Je devrai aussi penser au financement. Je sais qu’il existe des ressources, donc je ne m’en fais pas trop pour l’instant. Ma priorité, c’est de voir si mon produit est réalisable et s’il vient répondre à un réel besoin.

Entreprendre selon ses valeurs

D’où vient ton intérêt pour l’entrepreneuriat?

C’est mon implication dans le milieu communautaire qui m’a donné la piqûre pour l’entrepreneuriat et la gestion. Je m’implique dans divers organismes sociaux, et pendant deux ans, j’ai œuvré à titre de secrétaire et de trésorière sur le conseil d’administration d’une maison pour les femmes victimes de violence conjugale. Cette expérience dans un poste décisionnel m’a montré qu’on peut faire une différence en réalisant des projets riches de sens. Cela m’a convaincue de retourner au cégep en technique de gestion de commerce afin d’acquérir des connaissances pour pouvoir développer mes propres projets.

Qu’est-ce qui guide tes décisions d’affaires?

Dans ce projet, mais aussi dans tous les autres, j’essaie d’entreprendre selon mes valeurs et de faire des choix qui sont en cohérence avec celles-ci. Déjà, je vois grand pour Les Brosses de demain, je rêve de transposer le concept ailleurs dans le monde, mais je ne peux m’empêcher de me demander : comment conjuguer éthique et développement international? C’est le genre de questionnement auquel j’espère pouvoir répondre éventuellement. Mais ce que je sais déjà, c’est que peu importe son ampleur, la raison d’être du projet doit être respectée en tout temps.

D’où viennent ces valeurs que tu communiques à travers ton projet?

En partie de la Colombie, en partie du Québec. Mes valeurs représentent l’héritage des deux cultures que je porte en moi. Cette richesse culturelle me nourrit et me définit, elle est une source de réponse lorsque vient le temps de prendre des décisions.

À quels défis as-tu fait face jusqu’à maintenant dans ton parcours entrepreneurial?

Mon plus grand défi a été d’arrêter de douter de mon projet. À travers la préparation pour les concours, les critiques à propos de mon projet et la conciliation école/entrepreneuriat, j’en venais parfois à me demander si ça valait la peine de continuer, si mon projet était assez bon. Grâce au support et aux encouragements de mon mentor, de Valérie et d’autres, j’ai pris de l’assurance et j’ai appris à percevoir les critiques comme des commentaires constructifs pour m’aider à avancer. Bien que ce soit un travail personnel constant, je peux dire qu’aujourd’hui, j’ai davantage confiance en moi, en mes capacités et en mes idées.
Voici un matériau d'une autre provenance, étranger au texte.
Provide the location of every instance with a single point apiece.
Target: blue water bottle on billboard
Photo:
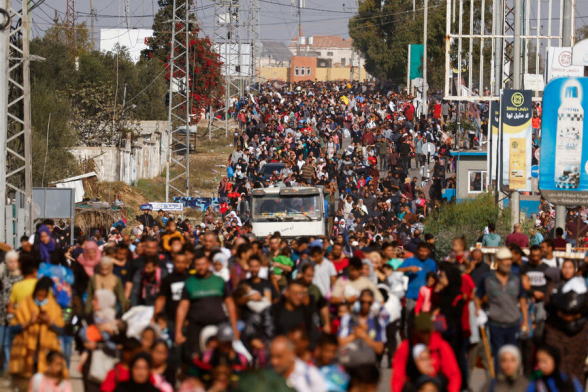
(568, 149)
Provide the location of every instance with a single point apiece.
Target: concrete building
(332, 51)
(142, 158)
(302, 68)
(275, 54)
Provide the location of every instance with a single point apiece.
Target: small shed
(471, 172)
(77, 183)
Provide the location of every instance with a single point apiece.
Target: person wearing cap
(505, 299)
(224, 354)
(146, 219)
(442, 357)
(202, 304)
(299, 375)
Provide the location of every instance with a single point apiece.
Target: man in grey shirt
(506, 301)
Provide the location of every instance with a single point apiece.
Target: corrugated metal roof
(278, 51)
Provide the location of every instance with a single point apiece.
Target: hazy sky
(278, 17)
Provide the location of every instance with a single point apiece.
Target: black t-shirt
(171, 288)
(207, 296)
(262, 286)
(288, 320)
(537, 276)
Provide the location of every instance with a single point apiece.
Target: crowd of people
(169, 305)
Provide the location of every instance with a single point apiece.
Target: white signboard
(534, 82)
(580, 53)
(175, 207)
(134, 40)
(559, 64)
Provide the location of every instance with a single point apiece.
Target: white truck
(294, 212)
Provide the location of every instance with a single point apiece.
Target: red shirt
(116, 376)
(442, 359)
(341, 264)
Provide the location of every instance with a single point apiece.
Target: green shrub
(467, 219)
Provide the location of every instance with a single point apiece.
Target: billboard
(559, 64)
(494, 127)
(516, 113)
(415, 61)
(563, 168)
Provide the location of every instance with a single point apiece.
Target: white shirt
(553, 262)
(322, 276)
(306, 378)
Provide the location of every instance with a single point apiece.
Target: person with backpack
(510, 377)
(443, 362)
(146, 283)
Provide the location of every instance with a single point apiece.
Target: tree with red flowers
(206, 82)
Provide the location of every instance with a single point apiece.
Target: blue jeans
(5, 344)
(501, 336)
(66, 345)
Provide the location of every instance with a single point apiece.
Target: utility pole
(567, 36)
(178, 146)
(425, 107)
(127, 15)
(70, 25)
(253, 36)
(515, 196)
(92, 17)
(16, 183)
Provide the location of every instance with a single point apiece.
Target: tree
(382, 31)
(94, 119)
(205, 79)
(468, 218)
(582, 33)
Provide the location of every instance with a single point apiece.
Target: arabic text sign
(174, 207)
(563, 168)
(515, 118)
(559, 64)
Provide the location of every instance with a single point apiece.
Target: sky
(278, 17)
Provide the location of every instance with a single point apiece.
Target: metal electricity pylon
(177, 173)
(254, 38)
(70, 25)
(226, 39)
(16, 181)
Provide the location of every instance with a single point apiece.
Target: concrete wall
(464, 166)
(322, 74)
(144, 159)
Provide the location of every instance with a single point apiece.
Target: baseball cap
(503, 254)
(423, 322)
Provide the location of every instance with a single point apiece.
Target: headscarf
(88, 263)
(107, 302)
(515, 352)
(108, 281)
(372, 275)
(33, 342)
(561, 383)
(449, 302)
(46, 249)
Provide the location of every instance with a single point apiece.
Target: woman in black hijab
(451, 304)
(140, 372)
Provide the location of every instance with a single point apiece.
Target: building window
(476, 181)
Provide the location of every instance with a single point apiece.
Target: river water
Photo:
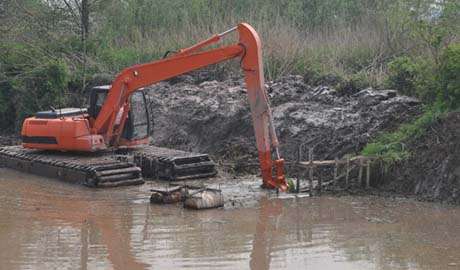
(46, 224)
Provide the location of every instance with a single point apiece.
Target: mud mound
(214, 117)
(433, 170)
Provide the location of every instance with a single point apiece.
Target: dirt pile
(214, 117)
(433, 170)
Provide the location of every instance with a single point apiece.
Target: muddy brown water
(46, 224)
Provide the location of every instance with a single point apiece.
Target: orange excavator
(112, 124)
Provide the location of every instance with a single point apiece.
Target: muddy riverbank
(47, 224)
(214, 117)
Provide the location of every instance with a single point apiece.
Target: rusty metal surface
(170, 164)
(109, 169)
(90, 169)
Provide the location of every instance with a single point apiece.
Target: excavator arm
(186, 60)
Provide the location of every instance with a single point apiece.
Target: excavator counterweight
(110, 123)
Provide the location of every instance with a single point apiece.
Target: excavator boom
(105, 131)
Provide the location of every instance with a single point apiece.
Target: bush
(391, 146)
(403, 72)
(354, 84)
(449, 78)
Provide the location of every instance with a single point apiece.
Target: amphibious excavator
(94, 144)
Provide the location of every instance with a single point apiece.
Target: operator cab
(139, 123)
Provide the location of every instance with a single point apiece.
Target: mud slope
(214, 117)
(433, 170)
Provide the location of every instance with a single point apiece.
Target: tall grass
(291, 43)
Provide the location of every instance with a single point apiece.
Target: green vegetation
(50, 51)
(391, 147)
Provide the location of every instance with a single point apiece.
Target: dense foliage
(51, 50)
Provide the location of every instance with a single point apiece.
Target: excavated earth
(433, 170)
(214, 117)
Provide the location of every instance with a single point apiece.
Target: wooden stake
(347, 172)
(360, 174)
(320, 181)
(368, 176)
(310, 157)
(335, 172)
(299, 158)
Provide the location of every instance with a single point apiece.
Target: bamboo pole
(368, 176)
(299, 158)
(347, 173)
(335, 172)
(360, 174)
(310, 157)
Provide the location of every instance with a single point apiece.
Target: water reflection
(46, 224)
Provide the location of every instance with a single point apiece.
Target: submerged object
(173, 195)
(205, 199)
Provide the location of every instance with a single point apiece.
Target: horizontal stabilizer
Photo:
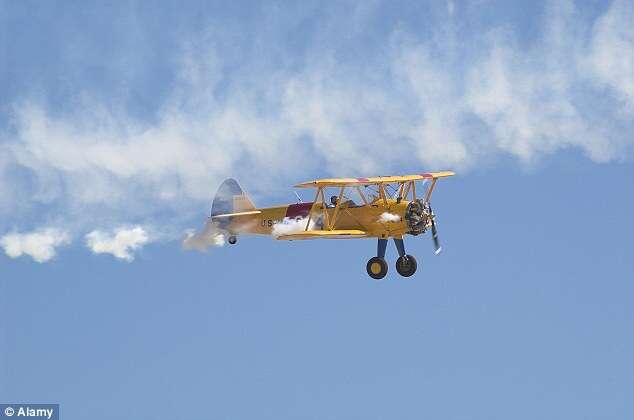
(323, 234)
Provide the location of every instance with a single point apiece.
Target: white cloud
(431, 103)
(40, 245)
(121, 243)
(611, 55)
(203, 240)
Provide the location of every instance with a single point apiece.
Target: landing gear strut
(405, 265)
(377, 267)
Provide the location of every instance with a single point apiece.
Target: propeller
(434, 233)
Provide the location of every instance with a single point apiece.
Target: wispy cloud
(426, 102)
(121, 243)
(40, 245)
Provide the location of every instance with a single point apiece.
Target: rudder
(230, 198)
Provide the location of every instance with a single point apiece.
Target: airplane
(388, 207)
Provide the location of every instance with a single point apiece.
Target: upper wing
(324, 234)
(242, 213)
(339, 182)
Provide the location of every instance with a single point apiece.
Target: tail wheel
(377, 268)
(406, 265)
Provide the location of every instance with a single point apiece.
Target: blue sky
(118, 123)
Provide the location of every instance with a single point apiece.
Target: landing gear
(377, 268)
(406, 265)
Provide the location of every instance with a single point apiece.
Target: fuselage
(380, 218)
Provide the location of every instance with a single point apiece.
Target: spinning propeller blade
(434, 234)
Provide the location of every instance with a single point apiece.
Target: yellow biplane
(386, 207)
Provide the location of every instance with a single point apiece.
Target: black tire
(406, 265)
(376, 268)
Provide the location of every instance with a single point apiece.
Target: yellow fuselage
(369, 218)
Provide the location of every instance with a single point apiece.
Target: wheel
(406, 265)
(377, 268)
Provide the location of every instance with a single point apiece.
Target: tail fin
(230, 199)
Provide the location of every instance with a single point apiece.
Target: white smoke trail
(121, 243)
(201, 241)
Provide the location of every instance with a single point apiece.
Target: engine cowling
(418, 216)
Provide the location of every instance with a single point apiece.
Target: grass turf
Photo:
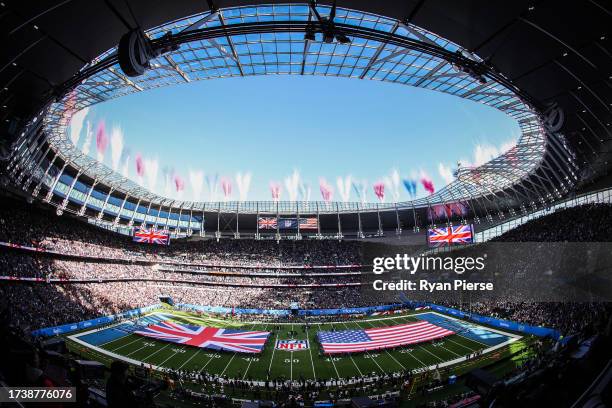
(281, 364)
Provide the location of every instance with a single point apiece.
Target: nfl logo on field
(292, 345)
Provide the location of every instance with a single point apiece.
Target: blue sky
(273, 127)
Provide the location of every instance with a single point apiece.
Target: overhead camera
(135, 51)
Quel est ton message pour les étudiants qui ont une idée d’affaires, mais qui hésitent à se lancer?

Il m’est arrivé de songer à mettre mon projet sur pause et attendre d’avoir fini mes études, mais je me suis dit que si j’arrivais à trouver le temps et le goût de gérer un projet d’affaires en même temps que l’école, j’allais apprécier encore plus le « après », lorsque j’aurai tout mon temps à y consacrer.


Entreprendre pendant mes études, ça me permet d’apprendre à m’organiser et de développer mes aptitudes. C’est vraiment un bon moyen de grandir comme individu et comme entrepreneure! Je peux aussi bénéficier des ressources en entrepreneuriat qui sont à ma disposition à l’école, et ça, c’est non négligeable. Finalement, mon projet d’affaires est une réelle source de motivation, ça dynamise mon parcours scolaire et ça le rend plus concret.
Bref, je ne vois pas pourquoi maintenant ne serait pas le bon moment! J’ai d’ailleurs déjà un autre projet d’affaires en tête sur lequel j’ai commencé à travailler. Je ne fais que commencer!